April 17, 2009

It's Vegas, Baby, And Your Nose Knows

I've spent the last few days at a business meeting in my least favorite place on Earth -- Las Vegas. Some observations:
  • Those who think advertising is dead should come here and see the future. Every square inch is covered in promotional material.
  • The average tourist in Las Vegas is a 60-year-old woman, 30 pounds overweight, wearing a tank top.
  • Las Vegas has a bad version of every good restaurant in America.

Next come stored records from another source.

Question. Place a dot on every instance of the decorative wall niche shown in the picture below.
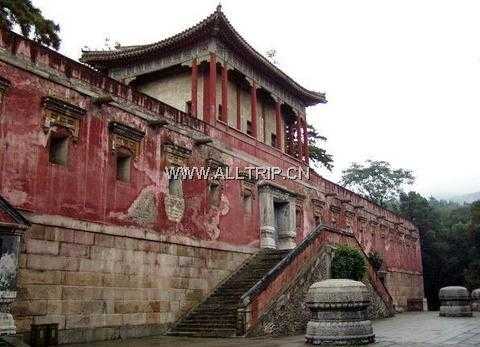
(317, 206)
(247, 191)
(62, 114)
(216, 171)
(126, 137)
(5, 85)
(277, 216)
(175, 157)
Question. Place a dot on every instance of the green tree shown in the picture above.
(348, 263)
(22, 14)
(376, 180)
(448, 255)
(316, 153)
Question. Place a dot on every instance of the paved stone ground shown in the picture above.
(407, 329)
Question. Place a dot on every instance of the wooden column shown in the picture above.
(224, 115)
(305, 141)
(253, 93)
(194, 99)
(239, 112)
(298, 130)
(212, 90)
(279, 124)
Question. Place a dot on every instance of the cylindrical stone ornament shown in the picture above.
(455, 302)
(339, 313)
(476, 300)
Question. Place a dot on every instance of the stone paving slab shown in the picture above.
(407, 329)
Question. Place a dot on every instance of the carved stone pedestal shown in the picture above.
(340, 316)
(476, 300)
(455, 302)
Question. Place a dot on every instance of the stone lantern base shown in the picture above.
(340, 333)
(339, 313)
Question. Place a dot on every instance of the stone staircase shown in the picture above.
(217, 315)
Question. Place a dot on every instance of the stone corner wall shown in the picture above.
(100, 287)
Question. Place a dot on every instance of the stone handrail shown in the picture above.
(270, 286)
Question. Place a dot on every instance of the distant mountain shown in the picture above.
(468, 198)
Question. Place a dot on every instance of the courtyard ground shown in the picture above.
(407, 329)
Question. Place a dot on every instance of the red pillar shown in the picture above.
(239, 113)
(305, 141)
(194, 87)
(279, 124)
(224, 115)
(212, 90)
(298, 130)
(253, 93)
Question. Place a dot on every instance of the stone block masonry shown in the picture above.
(100, 286)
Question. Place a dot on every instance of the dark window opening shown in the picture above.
(273, 139)
(58, 151)
(214, 194)
(124, 162)
(247, 201)
(249, 128)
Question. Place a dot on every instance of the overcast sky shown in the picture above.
(402, 77)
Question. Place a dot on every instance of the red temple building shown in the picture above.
(117, 248)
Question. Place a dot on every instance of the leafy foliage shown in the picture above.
(472, 275)
(376, 260)
(448, 254)
(318, 154)
(22, 14)
(376, 180)
(348, 263)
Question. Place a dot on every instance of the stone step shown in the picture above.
(211, 333)
(205, 325)
(217, 315)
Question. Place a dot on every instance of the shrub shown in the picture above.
(348, 263)
(376, 260)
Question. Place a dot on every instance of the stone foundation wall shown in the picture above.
(98, 286)
(403, 286)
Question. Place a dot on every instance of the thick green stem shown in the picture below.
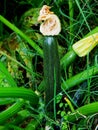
(83, 112)
(12, 110)
(71, 11)
(9, 92)
(79, 78)
(18, 31)
(68, 58)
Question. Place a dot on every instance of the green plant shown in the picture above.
(69, 84)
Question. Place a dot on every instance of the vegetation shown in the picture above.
(44, 83)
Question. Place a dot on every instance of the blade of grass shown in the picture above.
(7, 75)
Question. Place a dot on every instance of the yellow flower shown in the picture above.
(84, 46)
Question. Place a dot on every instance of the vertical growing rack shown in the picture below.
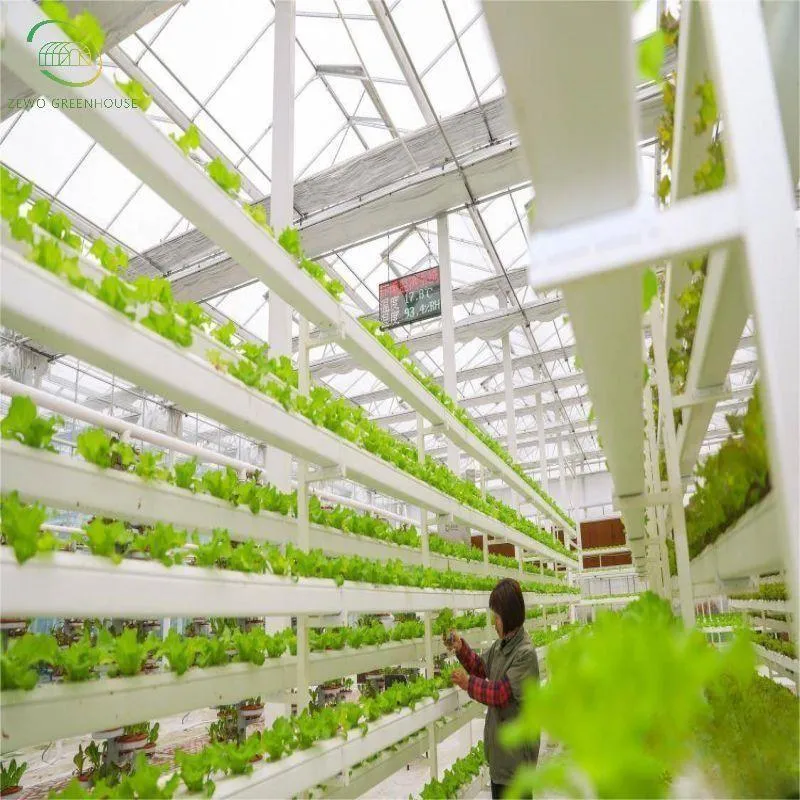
(69, 321)
(594, 236)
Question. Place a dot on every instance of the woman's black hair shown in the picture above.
(507, 602)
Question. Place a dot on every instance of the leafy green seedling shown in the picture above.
(23, 424)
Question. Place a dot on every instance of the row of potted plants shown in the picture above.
(23, 424)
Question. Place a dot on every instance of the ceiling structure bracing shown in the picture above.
(377, 175)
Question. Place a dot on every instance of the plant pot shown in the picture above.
(251, 713)
(109, 733)
(131, 742)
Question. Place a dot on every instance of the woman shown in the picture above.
(495, 679)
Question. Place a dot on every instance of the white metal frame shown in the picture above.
(594, 233)
(155, 159)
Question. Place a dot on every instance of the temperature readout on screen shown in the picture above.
(410, 299)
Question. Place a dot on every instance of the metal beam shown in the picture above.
(407, 180)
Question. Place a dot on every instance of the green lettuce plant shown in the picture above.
(622, 737)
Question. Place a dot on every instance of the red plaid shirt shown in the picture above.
(490, 693)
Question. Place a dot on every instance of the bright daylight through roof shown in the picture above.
(399, 398)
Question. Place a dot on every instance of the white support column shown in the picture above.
(508, 391)
(673, 464)
(303, 524)
(282, 200)
(542, 442)
(756, 157)
(174, 428)
(658, 512)
(562, 477)
(448, 327)
(427, 616)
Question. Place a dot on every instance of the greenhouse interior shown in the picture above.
(399, 398)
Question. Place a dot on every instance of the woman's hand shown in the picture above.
(460, 678)
(452, 641)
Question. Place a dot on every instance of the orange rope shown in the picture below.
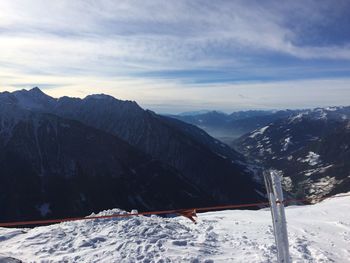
(163, 212)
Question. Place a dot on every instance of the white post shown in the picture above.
(275, 194)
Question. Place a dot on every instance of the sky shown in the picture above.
(175, 56)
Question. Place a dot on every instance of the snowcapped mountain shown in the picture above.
(103, 152)
(228, 127)
(53, 167)
(311, 149)
(317, 233)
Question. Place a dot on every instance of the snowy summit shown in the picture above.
(317, 233)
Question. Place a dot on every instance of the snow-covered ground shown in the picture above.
(317, 233)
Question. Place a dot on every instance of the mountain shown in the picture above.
(317, 233)
(228, 127)
(54, 167)
(183, 162)
(311, 149)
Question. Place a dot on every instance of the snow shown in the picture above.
(259, 131)
(286, 143)
(296, 118)
(317, 233)
(44, 209)
(312, 159)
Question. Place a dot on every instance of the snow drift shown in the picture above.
(317, 233)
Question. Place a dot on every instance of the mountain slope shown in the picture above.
(54, 167)
(311, 148)
(217, 172)
(228, 127)
(317, 233)
(212, 170)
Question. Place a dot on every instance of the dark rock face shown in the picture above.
(312, 149)
(228, 127)
(68, 157)
(72, 169)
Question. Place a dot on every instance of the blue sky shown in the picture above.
(174, 56)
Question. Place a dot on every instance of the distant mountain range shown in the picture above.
(70, 156)
(310, 148)
(228, 127)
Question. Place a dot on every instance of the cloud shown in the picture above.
(86, 45)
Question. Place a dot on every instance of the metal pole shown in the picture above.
(275, 195)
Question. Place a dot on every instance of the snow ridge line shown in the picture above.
(163, 212)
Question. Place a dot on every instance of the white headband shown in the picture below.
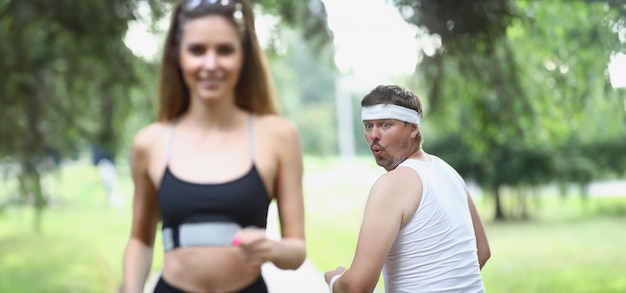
(390, 111)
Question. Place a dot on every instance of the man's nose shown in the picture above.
(373, 134)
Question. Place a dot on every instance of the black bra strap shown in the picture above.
(251, 136)
(169, 146)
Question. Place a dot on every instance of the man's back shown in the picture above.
(436, 250)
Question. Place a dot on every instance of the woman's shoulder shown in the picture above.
(151, 134)
(276, 125)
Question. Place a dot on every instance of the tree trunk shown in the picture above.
(499, 215)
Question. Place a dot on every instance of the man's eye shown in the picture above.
(196, 50)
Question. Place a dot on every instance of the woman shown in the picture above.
(214, 160)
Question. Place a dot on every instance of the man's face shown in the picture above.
(389, 141)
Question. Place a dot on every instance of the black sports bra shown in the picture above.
(243, 201)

  • There are two types of gambling. The first type is real gambling which is fair, unfixed, and gives you as good a chance to win as anyone -- like a game of poker. The second type is not really gambling at all -- it is fixed, unfair, and you have little to no chance of winning. Casino gambling is the second kind. The phenomenon I find fascinating is that all the rubes who come to piss their money away prefer to do it in the most extravagant environments, as if they're getting more value if they're throwing away their salary beneath a faux crystal chandelier.
  • In Las Vegas there is no white space.

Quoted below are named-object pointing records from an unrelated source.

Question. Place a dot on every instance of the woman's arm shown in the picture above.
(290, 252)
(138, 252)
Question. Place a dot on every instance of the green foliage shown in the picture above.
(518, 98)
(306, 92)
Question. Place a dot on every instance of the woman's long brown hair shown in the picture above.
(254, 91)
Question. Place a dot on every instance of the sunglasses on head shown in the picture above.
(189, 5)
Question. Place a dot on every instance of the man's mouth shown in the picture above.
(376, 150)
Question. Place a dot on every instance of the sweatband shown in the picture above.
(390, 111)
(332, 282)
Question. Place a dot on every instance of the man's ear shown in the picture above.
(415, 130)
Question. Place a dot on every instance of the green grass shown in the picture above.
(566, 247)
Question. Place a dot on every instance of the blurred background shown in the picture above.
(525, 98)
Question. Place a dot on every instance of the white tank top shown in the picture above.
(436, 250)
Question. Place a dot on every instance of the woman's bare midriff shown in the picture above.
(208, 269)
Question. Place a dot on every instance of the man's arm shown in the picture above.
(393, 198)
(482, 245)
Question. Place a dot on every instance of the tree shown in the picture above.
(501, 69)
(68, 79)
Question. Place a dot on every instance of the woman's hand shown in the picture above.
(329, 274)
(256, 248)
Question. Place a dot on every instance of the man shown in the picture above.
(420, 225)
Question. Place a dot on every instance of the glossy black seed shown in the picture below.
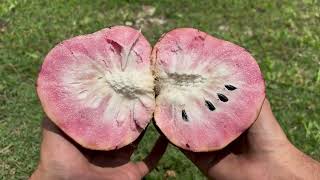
(222, 97)
(230, 87)
(209, 105)
(184, 115)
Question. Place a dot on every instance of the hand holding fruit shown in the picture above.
(62, 158)
(263, 152)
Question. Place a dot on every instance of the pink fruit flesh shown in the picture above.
(98, 88)
(209, 90)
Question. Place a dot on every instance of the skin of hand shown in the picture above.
(62, 158)
(262, 152)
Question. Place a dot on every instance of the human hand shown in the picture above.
(62, 158)
(262, 152)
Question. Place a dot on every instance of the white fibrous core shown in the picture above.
(91, 82)
(191, 78)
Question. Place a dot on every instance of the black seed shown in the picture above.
(230, 87)
(184, 115)
(222, 97)
(210, 105)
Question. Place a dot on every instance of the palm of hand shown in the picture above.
(62, 158)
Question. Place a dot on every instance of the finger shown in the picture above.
(201, 159)
(153, 158)
(266, 130)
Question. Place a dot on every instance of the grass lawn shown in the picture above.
(283, 36)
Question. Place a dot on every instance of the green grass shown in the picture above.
(283, 36)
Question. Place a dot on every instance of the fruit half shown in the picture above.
(98, 88)
(208, 90)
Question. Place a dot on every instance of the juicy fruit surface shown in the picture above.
(208, 90)
(98, 88)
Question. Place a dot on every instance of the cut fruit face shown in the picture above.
(99, 88)
(208, 90)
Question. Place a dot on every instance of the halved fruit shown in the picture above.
(98, 88)
(208, 90)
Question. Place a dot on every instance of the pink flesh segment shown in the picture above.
(86, 125)
(207, 130)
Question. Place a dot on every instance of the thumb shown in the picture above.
(265, 133)
(153, 158)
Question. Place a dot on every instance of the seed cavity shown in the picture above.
(222, 97)
(230, 87)
(209, 105)
(184, 115)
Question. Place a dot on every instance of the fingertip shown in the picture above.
(154, 157)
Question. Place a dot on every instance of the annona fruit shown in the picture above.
(208, 90)
(98, 88)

  • Nobody not looking for a tip is smiling.
  • Only in Las Vegas: a drunken dwarf walking arm-in-arm with two hookers.
  • Unlike 99% of marketers, the hotels and casinos here understand their heavy users. I'm staying at a large hotel and every elevator you step into is playing baby boomer hits. Contrast that with the clueless NBA that markets to their players. The average season ticket holder is a 50-year-old fat-ass white guy and the NBA blasts hip hop music all night.
  • What happens in Arkansas stays in Las Vegas.
  • No matter how much glitz and cheesy opulence they try to build in, your nose tells you the truth. Every hotel and every casino has the cigaret-induced smell of a low dive in Brooklyn.